When I asked someone who was involved in the planning of the event about diocesan connection to the IRD, they said they didn't know if it was directly connected but "...isn't Diana Knippers our Anglican leadership in the IRD?"

Just to clarify: Someone at an event you've just returned from referred to Diane Knippers in the present tense? Knippers died last April.

by Nell on Sat Mar 11, 2006 at 12:39:20 AM EST
[ Parent ]



Jonathan, nice commentary on North's article. But what happened to Chris Ortiz's partial denial of the consequences of this theocratic line of thinking?

by Carlos on Fri Feb 03, 2006 at 07:00:29 PM EST
is that Ortize denied nothing. He just downplayed it.  He says that Rushdoony envisioned a theocracy many years, maybe centuries or more down the road. Ortiz is worried about 'humanist backlash', which he says is what Rushdoony predicted would happen once "they" figure out what the Reconstructionist are up to.

While Oritz is doing his best to soft-peddle what they are about, Chalcedon under his ausupices as communications director, published North's essay, as well as a very sympathetic interview with ex-judge Roy Moore a few months back. In fairness, just because Chalcedon published these things, doesn't mean the institution agrees with every point.

Reconstructionism has never been a uniform set of ideas and strategies. But it is a movement headed in the same direction, sooner or later.  

by Frederick Clarkson on Fri Feb 03, 2006 at 09:08:14 PM EST
[ Parent ]



Gary North views the Internet as a tool for undermining people's confidence in civil governance. On February 2, 2006, he posted an essay titled, "A Non-Nostalgic Recap of the 'Sixties," in which he wrote:
"The only technological innovation to rival the IBM 360 in its impact on American culture was the launching of ARPAnet in 1969, which became the Internet. It was a classic government project. It was begun as a communications network to insure the survival of the U.S. government after an atomic attack. There was no atomic attack. Instead, there are uncountable websites that are day by day eroding the public's confidence in civil governments. I can think of no other government project in my lifetime where the money was better spent . . . by mistake, of course."
But of course the Internet can also be used to undermine people's confidence in theocracy, and to bolster democratic community-building. That's why Talk to Action is here, pointing the way back to America. By sustaining thoughtful dialogue, we're pointing the way back to reclaiming citizenship, history and faith.

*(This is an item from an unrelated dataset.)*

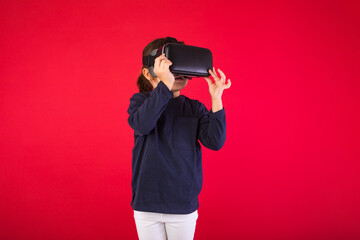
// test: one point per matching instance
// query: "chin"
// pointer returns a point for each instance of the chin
(179, 84)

by jhutson on Fri Feb 03, 2006 at 07:09:24 PM EST

I found this commentary as well as Gary North's original article very enlightening in helping me distinguish the full-on Reconstructionists from other politically right wing Christian fundamentalist positions.  And this is an important distinction for average people like myself who are trying to educate and activate other average people to the urgent danger to the fascist implications of the merging of the Republican Party with theocratic Christianity.  

I find danger in the entire spectrum of theocratic groups, but Reconstructionist like Gary North seem to represent the greatest danger of all in that they don't want to "capture but replace" democracy with a system that, as North points out, upholds not only Exodus 21, but Exodus 22 as well and which would use execution to eliminate all opposition.

Does anyone have any idea how widely accepted North's ideas are on the Christian right?

by larry jones on Sat Feb 04, 2006 at 03:39:51 PM EST

Did you note the anti semitism in the article by North? Intersting that he and Rushdoony believed the only justified war in the nation was during the 1700s.  Thus the Civil War and WWII were immoral acts according to these folks.